Step 1 :The problem is asking for a 94% confidence interval for the average incubation period of the novel coronavirus. The sample size is 45, the sample mean is 6.2 days, and the population standard deviation is 1.7 days.
Step 2 :The formula for a confidence interval is: \(\bar{x} \pm Z \frac{\sigma}{\sqrt{n}}\) where \(\bar{x}\) is the sample mean, \(Z\) is the Z-score corresponding to the desired level of confidence, \(\sigma\) is the population standard deviation, and \(n\) is the sample size.

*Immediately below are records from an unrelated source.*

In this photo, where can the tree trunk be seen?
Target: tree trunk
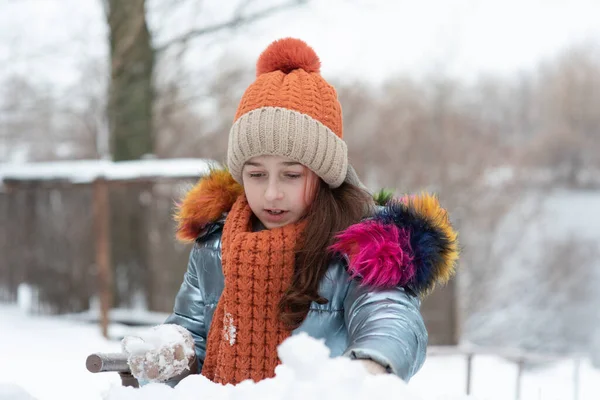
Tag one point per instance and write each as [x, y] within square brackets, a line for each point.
[131, 95]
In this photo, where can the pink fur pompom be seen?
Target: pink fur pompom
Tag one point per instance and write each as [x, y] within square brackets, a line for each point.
[378, 253]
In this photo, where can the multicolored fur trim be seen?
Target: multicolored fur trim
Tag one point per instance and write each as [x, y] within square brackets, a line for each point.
[205, 203]
[410, 242]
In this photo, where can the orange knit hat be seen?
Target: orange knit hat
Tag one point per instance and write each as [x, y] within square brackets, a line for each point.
[291, 111]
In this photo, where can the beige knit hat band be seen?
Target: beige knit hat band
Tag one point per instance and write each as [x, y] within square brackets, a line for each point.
[288, 133]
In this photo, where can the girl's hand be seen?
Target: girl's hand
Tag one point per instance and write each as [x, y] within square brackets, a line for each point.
[373, 368]
[165, 352]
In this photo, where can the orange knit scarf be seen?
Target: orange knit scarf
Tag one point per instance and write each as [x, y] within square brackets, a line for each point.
[245, 329]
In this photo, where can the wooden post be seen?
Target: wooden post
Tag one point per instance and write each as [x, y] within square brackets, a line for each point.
[102, 239]
[520, 365]
[469, 372]
[576, 377]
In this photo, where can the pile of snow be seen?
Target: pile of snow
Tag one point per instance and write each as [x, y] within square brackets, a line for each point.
[306, 372]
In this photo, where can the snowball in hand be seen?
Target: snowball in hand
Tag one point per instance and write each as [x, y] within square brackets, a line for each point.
[306, 372]
[159, 354]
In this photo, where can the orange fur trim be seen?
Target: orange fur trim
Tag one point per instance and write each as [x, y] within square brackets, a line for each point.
[213, 195]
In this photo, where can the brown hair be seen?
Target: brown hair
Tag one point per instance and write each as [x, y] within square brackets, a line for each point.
[331, 211]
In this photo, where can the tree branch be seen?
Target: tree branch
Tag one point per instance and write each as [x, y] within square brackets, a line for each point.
[237, 20]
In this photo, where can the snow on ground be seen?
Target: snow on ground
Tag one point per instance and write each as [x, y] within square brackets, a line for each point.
[44, 358]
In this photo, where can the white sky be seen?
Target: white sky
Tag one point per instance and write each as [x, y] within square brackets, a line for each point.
[50, 40]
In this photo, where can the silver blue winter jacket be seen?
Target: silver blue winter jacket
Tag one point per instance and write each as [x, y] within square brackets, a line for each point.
[373, 287]
[383, 325]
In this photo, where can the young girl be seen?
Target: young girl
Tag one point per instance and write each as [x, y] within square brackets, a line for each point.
[287, 240]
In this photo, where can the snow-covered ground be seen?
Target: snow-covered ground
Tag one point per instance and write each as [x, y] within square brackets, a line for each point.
[44, 358]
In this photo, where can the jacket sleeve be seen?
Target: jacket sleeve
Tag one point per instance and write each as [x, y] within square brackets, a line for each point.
[189, 309]
[386, 326]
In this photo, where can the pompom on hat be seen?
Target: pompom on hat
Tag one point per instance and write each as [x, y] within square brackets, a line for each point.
[291, 111]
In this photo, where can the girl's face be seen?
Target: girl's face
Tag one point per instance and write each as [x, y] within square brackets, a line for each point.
[279, 190]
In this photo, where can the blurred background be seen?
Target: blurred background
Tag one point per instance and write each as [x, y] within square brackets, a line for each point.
[111, 109]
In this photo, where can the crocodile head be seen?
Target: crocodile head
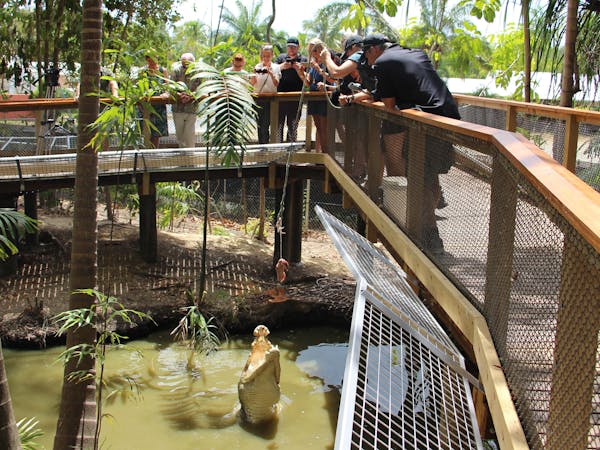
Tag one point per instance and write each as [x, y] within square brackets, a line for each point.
[258, 388]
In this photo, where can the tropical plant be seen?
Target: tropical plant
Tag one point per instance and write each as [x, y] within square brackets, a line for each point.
[196, 333]
[227, 109]
[176, 200]
[29, 432]
[247, 27]
[9, 434]
[102, 313]
[13, 225]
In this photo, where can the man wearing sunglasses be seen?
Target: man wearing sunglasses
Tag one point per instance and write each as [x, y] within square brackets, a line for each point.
[407, 79]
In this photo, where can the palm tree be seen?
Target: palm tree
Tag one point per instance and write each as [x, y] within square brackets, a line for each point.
[248, 29]
[76, 424]
[228, 109]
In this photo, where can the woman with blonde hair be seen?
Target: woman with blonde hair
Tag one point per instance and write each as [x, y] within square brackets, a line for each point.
[318, 80]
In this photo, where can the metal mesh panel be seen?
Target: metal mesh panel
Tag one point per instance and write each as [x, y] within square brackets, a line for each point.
[405, 385]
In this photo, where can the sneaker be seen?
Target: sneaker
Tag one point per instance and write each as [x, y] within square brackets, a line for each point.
[442, 203]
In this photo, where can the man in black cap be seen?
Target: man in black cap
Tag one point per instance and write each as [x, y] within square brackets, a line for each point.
[292, 80]
[406, 79]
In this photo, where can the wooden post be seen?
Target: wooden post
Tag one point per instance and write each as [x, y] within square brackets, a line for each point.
[291, 241]
[511, 119]
[30, 206]
[274, 120]
[501, 234]
[148, 232]
[334, 117]
[308, 133]
[375, 159]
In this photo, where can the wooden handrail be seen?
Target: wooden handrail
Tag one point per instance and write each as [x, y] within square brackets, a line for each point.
[555, 112]
[41, 104]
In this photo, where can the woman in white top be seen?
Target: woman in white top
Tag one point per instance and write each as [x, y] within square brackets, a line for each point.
[265, 79]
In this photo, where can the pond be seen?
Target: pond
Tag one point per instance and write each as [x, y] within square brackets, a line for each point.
[161, 404]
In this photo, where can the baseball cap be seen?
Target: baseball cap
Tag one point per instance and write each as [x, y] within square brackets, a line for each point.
[374, 39]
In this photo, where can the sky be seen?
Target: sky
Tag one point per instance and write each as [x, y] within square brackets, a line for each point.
[289, 13]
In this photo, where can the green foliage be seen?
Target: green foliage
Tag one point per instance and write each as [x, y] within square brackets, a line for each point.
[29, 432]
[195, 332]
[225, 103]
[105, 311]
[13, 226]
[176, 200]
[484, 9]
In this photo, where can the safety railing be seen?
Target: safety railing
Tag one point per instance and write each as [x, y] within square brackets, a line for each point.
[517, 235]
[519, 239]
[571, 136]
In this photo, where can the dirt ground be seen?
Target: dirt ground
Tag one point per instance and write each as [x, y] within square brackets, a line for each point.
[241, 288]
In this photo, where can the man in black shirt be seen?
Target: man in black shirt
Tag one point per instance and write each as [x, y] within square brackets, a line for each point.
[292, 80]
[406, 79]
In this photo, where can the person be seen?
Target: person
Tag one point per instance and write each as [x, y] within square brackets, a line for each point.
[184, 110]
[237, 65]
[318, 81]
[406, 79]
[352, 61]
[157, 76]
[292, 80]
[265, 80]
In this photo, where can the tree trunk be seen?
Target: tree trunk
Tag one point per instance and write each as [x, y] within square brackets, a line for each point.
[76, 424]
[9, 436]
[526, 51]
[568, 77]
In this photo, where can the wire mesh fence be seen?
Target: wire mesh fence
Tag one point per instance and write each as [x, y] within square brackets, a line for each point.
[512, 253]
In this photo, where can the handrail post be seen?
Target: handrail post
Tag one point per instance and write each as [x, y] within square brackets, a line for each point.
[416, 183]
[571, 135]
[511, 119]
[375, 158]
[574, 367]
[274, 120]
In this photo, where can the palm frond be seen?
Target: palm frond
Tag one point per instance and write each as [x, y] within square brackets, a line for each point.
[13, 225]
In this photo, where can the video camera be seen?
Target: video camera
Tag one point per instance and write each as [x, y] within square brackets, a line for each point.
[52, 75]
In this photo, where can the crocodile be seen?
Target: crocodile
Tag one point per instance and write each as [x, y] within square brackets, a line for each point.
[258, 388]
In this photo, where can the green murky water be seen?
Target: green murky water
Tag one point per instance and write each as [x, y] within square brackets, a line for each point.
[172, 407]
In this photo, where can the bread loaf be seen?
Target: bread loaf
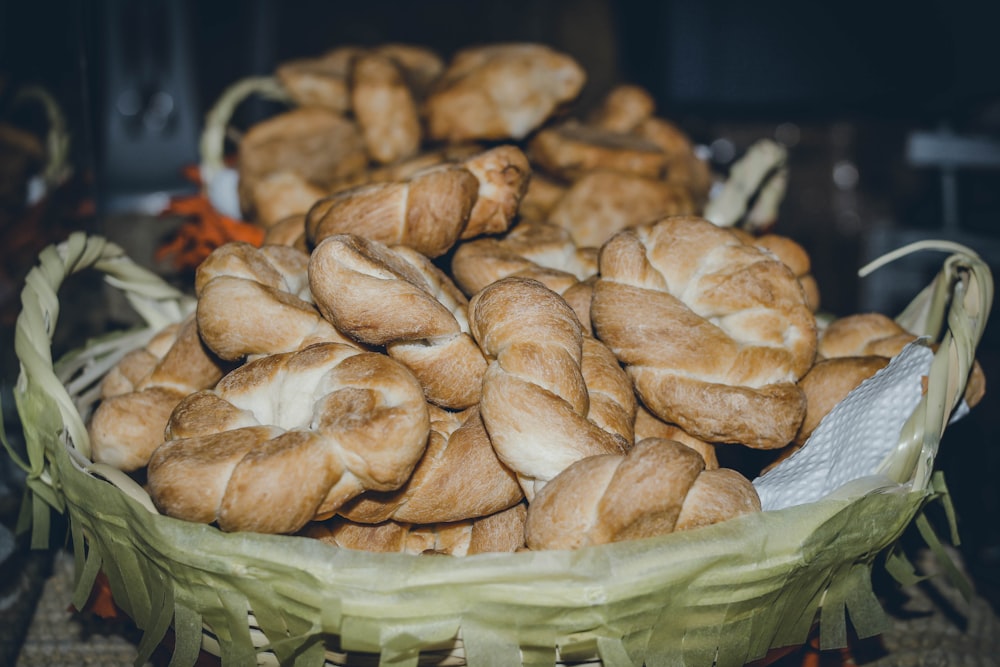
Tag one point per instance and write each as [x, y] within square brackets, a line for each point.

Step 3 :The Z-score for a 94% confidence interval can be found using a Z-table or a calculator that can compute probabilities for the standard normal distribution. The Z-score that corresponds to a 94% confidence interval is approximately 1.88.
Step 4 :Substitute the given values into the formula: sample_mean = 6.2, population_std_dev = 1.7, sample_size = 45, z_score = 1.88.
Step 5 :Calculate the standard error: standard_error = 0.2534210374499761
Step 6 :Calculate the margin of error: margin_of_error = 0.4764315504059551
Step 7 :Calculate the confidence interval: confidence_interval = (5.723568449594045, 6.6764315504059555)
Step 8 :The 94% confidence interval for the average incubation period of the novel coronavirus is approximately \(\boxed{(5.72, 6.68)}\) days.